Ministry of public health of the People's Republic of China

 

No. 82

The measures for the management of medical equipment recall (try out) "already in June 2010 and the health ministry by the ministerial meetings, now be released, since July 1, 2011 and implementation.

 

Department long subtends Chen

○ 2 by May 20,

 

 

 

Measures for the management of medical equipment recall (for trial implementation)

 

The first chapter conditions

Article 1 in order to strengthen the supervision and administration of medical devices, safeguard human health and life safety, according to the medical equipment supervision and management regulations ", "the state council on strengthening the supervision and management of food safety of products such as the special provisions of the present measures.

Article 2 in the People's Republic of sales of medical devices and the supervision and management, the recall of application of this method.

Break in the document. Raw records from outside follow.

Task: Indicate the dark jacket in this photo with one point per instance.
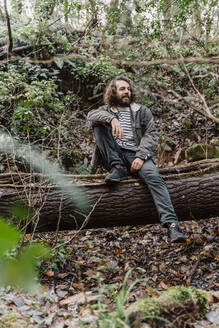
(144, 130)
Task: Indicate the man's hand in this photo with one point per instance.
(117, 129)
(137, 164)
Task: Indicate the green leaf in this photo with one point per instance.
(20, 211)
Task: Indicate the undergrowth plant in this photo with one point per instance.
(18, 263)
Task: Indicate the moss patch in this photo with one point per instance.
(201, 151)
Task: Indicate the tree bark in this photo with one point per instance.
(195, 195)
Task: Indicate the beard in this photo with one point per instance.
(123, 101)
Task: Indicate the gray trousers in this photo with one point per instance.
(113, 154)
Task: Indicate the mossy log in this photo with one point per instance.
(194, 190)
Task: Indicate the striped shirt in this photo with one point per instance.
(127, 142)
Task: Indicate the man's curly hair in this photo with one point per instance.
(109, 97)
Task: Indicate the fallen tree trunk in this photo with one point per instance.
(194, 191)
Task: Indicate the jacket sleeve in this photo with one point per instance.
(149, 140)
(100, 115)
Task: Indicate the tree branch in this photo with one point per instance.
(10, 44)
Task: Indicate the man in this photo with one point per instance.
(126, 140)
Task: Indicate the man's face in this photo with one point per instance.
(123, 93)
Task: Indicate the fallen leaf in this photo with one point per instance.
(163, 285)
(78, 286)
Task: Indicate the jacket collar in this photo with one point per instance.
(134, 107)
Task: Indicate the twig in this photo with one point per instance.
(82, 226)
(10, 45)
(206, 110)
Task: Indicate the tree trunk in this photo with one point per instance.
(195, 195)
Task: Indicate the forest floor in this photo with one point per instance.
(87, 266)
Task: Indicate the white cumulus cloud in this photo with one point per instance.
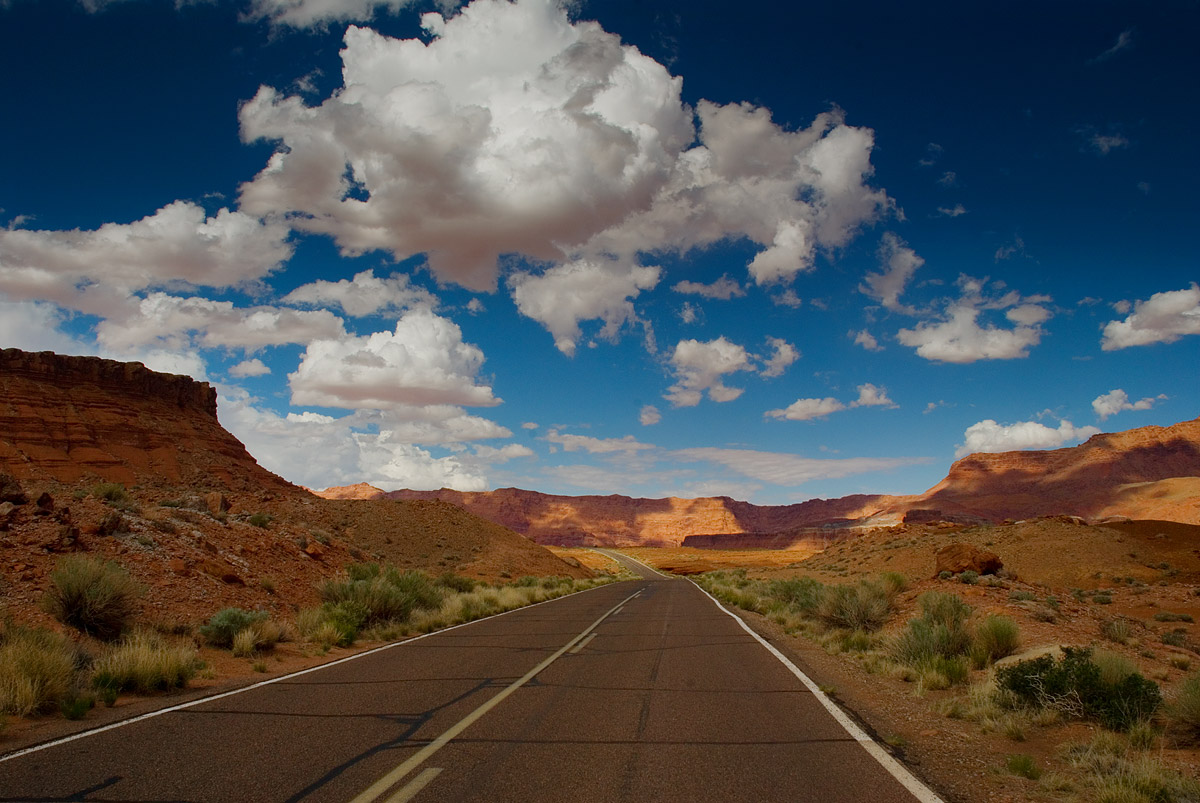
(900, 263)
(177, 245)
(253, 367)
(990, 436)
(424, 361)
(1162, 318)
(582, 291)
(514, 130)
(783, 355)
(364, 295)
(700, 367)
(1117, 401)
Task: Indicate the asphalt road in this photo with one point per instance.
(641, 690)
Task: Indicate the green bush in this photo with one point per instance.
(227, 623)
(995, 637)
(385, 594)
(112, 492)
(144, 663)
(1078, 687)
(462, 585)
(802, 594)
(95, 597)
(1167, 616)
(1023, 765)
(865, 606)
(1185, 709)
(37, 670)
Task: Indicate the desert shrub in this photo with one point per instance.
(1185, 708)
(940, 631)
(385, 594)
(112, 492)
(227, 623)
(263, 634)
(865, 606)
(37, 669)
(76, 705)
(1023, 765)
(460, 583)
(95, 597)
(995, 636)
(1119, 630)
(1167, 616)
(802, 594)
(894, 582)
(144, 661)
(1079, 687)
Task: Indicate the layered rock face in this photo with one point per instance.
(625, 521)
(82, 418)
(1149, 472)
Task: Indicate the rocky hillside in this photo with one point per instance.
(82, 418)
(1147, 473)
(132, 466)
(1152, 472)
(625, 521)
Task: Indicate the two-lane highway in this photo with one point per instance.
(641, 690)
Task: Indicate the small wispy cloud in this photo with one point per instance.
(1125, 41)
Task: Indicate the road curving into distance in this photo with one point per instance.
(640, 690)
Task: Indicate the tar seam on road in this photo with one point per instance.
(394, 777)
(214, 697)
(898, 771)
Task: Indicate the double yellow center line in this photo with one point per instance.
(381, 786)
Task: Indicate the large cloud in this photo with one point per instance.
(1162, 318)
(511, 131)
(424, 361)
(177, 245)
(990, 436)
(516, 131)
(387, 459)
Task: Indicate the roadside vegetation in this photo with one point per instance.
(952, 648)
(106, 652)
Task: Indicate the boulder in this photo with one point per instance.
(960, 557)
(11, 490)
(216, 503)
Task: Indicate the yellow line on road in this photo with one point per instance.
(409, 790)
(377, 789)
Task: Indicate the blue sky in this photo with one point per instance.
(618, 247)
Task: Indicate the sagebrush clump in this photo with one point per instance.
(95, 597)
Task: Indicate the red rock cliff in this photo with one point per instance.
(84, 418)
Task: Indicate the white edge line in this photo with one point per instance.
(898, 771)
(213, 697)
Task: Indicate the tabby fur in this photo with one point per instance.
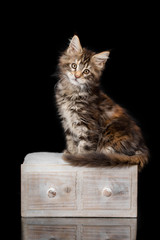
(99, 132)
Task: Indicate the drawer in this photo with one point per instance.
(54, 190)
(42, 232)
(106, 232)
(110, 190)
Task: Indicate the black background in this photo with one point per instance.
(35, 37)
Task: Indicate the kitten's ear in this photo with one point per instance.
(74, 46)
(100, 59)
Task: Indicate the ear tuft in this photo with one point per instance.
(74, 46)
(100, 59)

Article 3 of these measures, the term "medical equipment recall, it is to show medical device manufacturing enterprise in accordance with the prescribed procedures for its already listed sales of the defect of a category, model or batches of product take warning, checked, repaired, to label, modification and improvement of the manual, software upgrade, replaced, and withdraw, destroyed, eliminate defect behavior. Way

Article 4 the term "defects, it is to show medical equipment under normal use existence could endanger human body health and life safety of unreasonable risk.

Article 5 medical device manufacturing enterprise is to control and eliminate the defects of the main body, the production of products shall be responsible for security.

Article 6 medical device manufacturing enterprise shall, in accordance with the provisions of the measures to establish and perfect the medical equipment recall system, collect medical equipment safety of relevant information, the defects of may of medical devices for investigation, evaluation, timely recalled the defects of medical apparatus and instruments.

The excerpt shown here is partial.